For example: In the Macondo oil spill disaster, British Petroleum (BP) as operator, Transocean as drilling contractor, and Halliburton as the cement contractor were primary stakeholders. The three companies had the capability to affect, control, or manage the actions, decisions, or policies that led to the incident—albeit with different levels of authority. However, each company shared responsibility for the factors leading to the incident. Secondary stakeholders included shareholders in these companies, all industries and individuals affected in the five state area that the spill impacted, etc. those with little or no control in the incident but greatly affected by it. Latent stakeholders included innocent oil and gas operators whose work was disrupted, the industry whose regulations changed, etc. perhaps some time after the initial incident terminated.
It should also be noted that the stakeholder model, i.e. the way of structuring a model of involved stakeholders and using this model as an input when preparing a response to a cyber-attack-related incident against an industrial control system as described above, is believed to be novel and inventive in itself, not only incorporated into a system and method according to the present invention, but in any system and method with the aim of responding to a cyber-attack-related incident against an industrial control system.

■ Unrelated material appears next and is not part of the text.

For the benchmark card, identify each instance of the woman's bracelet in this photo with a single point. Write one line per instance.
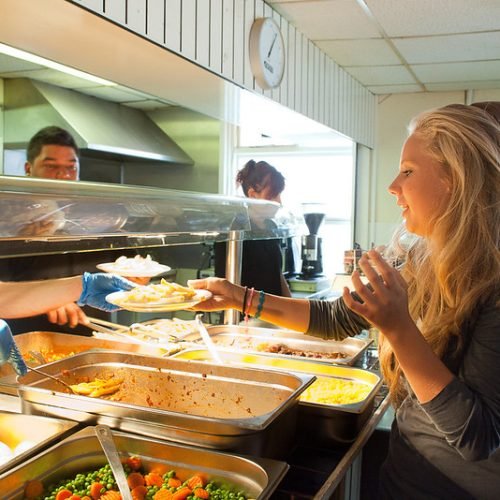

This knowledge component is encapsulated in a knowledge representation structure so that the knowledge can be used during execution of the incident response. This knowledge includes the lay-out of the particular industrial control system, its network of components, the relationships of components to other components, and the components' functions within the industrial control system. Because each industrial control system is unique, a system and method according to the present invention may utilize a capability for a user to build a computable representation of the structure and functionality capturing the necessary details and specifics of the industrial control system. One possible knowledge representation strategy is an ontology, but other representation structures exist and may be used. Examples of novel features of the present industrial control system knowledge are believed to be (1) the process by which this knowledge is used in the incident response system and (2) the capture and execution of this knowledge within the incident response system.
Because the industrial system typically is hierarchical, the knowledge representation structure may replicate the knowledge about the hierarchy capturing the knowledge in relationships such as is-a, is-a-subclass-of, is-a-superclass-of, or is-defined-as. The knowledge representation structure will capture the hierarchy to the level of detail necessary to enable an incident response process, typically to the individual single board computer or programmable logic controller device and not the components within those devices. Other important knowledge will include the redundancy built into the system, such as assuming two programmable logic controllers in parallel, if programmable logic controller 1 is incapacitated; can programmable logic controller 2 do the work for both devices? The knowledge representation structure may also capture the status of each device.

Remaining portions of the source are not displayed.